I don’t want to see a full scale war in Syria, that nation has suffered enough at foreign hands for far too long already, but that is what is needed, not just threats or peace talks or political settlements, to quell this Turkish expansionism.
Gabbard talk about US not getting involved in Turkey’s war with Russia. Unfortunately, at this time there is no war between Turkey and Russia.
Just where does Russia stand? And are they a reliable ally? Those questions are up in the air at the present time, and much depends on how they are answered.
As both a Russian and Syrian sympathiser myself, and a long time admirer of Vladimir Putin, it pains me to ask these questions. But this is how it looks from the outside. A response is required. A no response will be very telling.

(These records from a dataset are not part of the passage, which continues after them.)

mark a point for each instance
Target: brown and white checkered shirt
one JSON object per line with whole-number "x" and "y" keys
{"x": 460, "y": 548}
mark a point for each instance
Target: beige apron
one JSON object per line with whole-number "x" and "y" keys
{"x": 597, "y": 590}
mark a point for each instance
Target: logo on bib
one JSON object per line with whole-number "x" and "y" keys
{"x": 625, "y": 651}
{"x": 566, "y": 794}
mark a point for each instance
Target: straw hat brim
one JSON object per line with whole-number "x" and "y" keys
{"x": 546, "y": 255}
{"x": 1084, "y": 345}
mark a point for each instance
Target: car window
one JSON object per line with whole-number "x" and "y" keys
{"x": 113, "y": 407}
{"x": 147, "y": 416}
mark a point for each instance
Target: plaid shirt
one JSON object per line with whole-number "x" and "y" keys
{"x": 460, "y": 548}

Of course, if the only visible response is a unilateral withdrawal of the Turkish military, that will also be very telling.
I sometimes forget that there are Iranian forces and militias, including the equally noble forces of Hezbollah in Syria, fighting alongside Syrian government troops. They generally receive little credit for what they do, operating mostly independently in the background but enabling Syrian forces the space and opportunity to perform the great work they are capable of, knowing their backs are covered and the ground they take is being held by strong allies.

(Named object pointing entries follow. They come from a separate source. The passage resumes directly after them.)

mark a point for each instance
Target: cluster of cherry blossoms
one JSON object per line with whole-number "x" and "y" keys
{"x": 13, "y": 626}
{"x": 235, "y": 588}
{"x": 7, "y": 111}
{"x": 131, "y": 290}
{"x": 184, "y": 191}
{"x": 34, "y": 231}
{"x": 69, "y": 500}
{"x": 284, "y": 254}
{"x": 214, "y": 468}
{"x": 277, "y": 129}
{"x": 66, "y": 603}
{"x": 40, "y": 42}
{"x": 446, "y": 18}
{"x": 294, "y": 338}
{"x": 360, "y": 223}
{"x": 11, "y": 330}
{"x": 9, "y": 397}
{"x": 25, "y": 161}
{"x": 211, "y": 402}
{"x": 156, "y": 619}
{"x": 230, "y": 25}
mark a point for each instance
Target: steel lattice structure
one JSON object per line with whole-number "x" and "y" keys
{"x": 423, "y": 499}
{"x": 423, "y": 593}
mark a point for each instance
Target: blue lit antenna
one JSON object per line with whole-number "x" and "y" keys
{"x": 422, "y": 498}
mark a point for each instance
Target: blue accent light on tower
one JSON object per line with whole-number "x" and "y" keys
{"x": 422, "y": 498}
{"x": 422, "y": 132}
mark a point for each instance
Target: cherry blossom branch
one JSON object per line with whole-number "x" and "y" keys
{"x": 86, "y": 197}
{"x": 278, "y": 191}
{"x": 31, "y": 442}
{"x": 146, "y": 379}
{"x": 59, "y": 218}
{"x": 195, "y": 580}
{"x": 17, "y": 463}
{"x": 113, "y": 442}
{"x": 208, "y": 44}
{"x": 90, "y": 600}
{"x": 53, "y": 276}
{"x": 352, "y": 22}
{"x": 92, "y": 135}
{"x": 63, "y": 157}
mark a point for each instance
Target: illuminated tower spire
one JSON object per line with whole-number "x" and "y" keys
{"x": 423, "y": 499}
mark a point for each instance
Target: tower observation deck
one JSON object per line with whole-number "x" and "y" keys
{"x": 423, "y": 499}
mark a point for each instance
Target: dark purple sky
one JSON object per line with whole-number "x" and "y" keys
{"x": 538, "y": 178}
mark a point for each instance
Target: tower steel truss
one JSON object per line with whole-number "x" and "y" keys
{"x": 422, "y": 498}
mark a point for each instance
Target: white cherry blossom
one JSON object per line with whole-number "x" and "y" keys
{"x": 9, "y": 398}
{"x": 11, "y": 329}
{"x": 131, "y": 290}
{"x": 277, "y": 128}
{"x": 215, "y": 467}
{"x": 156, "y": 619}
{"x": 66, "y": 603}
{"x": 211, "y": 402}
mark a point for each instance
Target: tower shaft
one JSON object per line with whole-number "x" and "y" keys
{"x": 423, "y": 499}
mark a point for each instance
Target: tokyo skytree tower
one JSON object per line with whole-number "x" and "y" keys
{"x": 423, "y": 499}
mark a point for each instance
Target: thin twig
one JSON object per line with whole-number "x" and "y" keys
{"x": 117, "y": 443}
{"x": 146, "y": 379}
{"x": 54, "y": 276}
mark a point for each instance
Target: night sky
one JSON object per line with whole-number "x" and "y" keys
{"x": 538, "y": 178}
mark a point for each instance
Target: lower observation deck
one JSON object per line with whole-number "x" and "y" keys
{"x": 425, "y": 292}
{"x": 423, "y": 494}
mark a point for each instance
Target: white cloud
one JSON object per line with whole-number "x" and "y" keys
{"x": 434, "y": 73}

Up to this point Iranian forces in Syria have refrained from hitting Turkish forces helping the terrorists, targeting only terrorist groups. But they are now seeing their own troops being killed by Turkish fire. They have had enough, it seems, and any further Turkish aggression towards Iranian or Iranian backed forces will likely escalate to Turkish forces becoming targets themselves.

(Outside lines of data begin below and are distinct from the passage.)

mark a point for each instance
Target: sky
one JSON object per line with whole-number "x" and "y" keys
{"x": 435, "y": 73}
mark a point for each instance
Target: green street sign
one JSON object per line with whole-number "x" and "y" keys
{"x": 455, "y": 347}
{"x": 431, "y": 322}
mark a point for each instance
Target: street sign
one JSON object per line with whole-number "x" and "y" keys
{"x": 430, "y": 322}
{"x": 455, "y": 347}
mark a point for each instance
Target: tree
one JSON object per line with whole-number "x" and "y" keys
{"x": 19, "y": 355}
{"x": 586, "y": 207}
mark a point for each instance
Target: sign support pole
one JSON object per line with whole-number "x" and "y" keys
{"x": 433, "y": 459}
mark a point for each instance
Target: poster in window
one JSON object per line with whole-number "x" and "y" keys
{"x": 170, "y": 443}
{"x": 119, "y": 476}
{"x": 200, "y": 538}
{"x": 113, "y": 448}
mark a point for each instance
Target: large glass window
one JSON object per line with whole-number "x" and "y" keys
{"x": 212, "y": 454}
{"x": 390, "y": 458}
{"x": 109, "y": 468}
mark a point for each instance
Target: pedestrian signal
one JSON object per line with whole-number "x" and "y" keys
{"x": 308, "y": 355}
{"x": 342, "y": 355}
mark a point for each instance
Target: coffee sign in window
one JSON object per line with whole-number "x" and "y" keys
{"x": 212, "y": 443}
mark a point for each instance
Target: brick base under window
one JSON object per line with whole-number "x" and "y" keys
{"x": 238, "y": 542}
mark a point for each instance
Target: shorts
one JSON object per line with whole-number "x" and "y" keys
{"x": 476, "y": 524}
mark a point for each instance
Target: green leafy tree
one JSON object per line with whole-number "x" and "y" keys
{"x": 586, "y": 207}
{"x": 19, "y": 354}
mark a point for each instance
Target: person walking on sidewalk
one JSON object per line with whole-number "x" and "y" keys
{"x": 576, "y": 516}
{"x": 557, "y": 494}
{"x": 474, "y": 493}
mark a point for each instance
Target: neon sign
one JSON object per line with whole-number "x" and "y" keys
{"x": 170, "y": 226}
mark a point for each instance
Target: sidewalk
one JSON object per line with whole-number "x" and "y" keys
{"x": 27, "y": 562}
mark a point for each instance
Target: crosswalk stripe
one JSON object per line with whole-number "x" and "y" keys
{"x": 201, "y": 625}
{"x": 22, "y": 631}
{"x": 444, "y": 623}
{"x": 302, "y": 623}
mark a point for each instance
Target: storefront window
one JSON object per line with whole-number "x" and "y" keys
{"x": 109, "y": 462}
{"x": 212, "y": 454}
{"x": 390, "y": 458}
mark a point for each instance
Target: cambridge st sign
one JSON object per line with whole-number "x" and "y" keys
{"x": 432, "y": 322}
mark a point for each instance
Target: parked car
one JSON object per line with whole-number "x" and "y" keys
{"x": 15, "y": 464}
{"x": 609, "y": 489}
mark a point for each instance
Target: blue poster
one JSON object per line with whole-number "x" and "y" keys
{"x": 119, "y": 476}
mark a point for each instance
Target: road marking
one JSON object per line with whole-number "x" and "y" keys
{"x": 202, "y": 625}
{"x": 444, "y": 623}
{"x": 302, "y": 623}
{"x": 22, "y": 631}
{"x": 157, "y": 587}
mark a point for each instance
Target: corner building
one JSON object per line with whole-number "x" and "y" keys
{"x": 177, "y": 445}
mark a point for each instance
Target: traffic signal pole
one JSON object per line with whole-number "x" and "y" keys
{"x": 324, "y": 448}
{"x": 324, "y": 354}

Syria’s allies appear to have had a gut full of being hit by those who are supposed to be fighting the common enemy.
It is about time that Russia stopped hiding behind the same thinking and began to see Turkish troops as legitimate targets also. Come on Mr Putin, time to take the gloves off. Whose side are you on here? Are you prepared to see more than four years of hard work overturned for the sake of etiquette? Have you forgotten why your forces are there?
There is a lot of disinformation going around on the conflict in Syria’s Idlib province at the moment, mostly emanating from the Turkish side.
Claims of massive Syrian casualties are unsupportable. As are claims of the destruction of Syrian chemical weapon facilities. No such facilities exist.
It is clear that the conflict has taken a turn in the last few days, with the Turkish backed terrorist forces making some gains (retaking Saraqib and surrounds), yesterday launching a massed attack to claw back some of the recent Syrian gains in southern Idlib south of the M4.
The change came, I think, following the killing of a number of Turkish troops in a single incident – troops intermingled with leading terrorist forces. The appearances are that when Russia realised this was happening, and Russia has been careful not to injure Turkish military, they have reduced their air support of Syria to limited areas away from the main struggles. Whether this is just what appears to be happening or not I am not prepared to say – because I don’t know. But even the Russian online media appear to have gone quiet recently – preferring to talk about ‘talks’ rather than actions. Maybe something big is brewing, and we are in an intermediate phase, I don’t know. Only time will tell. There are reports of a massing of Syrian reinforcements being sent to Idlib from coastal areas. It is all up in the air just now.
Erdogan has little support back in Turkey for this war and similarly from his NATO allies. But Russian support for Syria is crucial to any swift conclusion to this affair. We will have to watch carefully which way the wind blows in coming days. The Syrian government still has my unconditional 100% support for its drive to free itself from externally driven aggression. There can be no negotiation on those principles.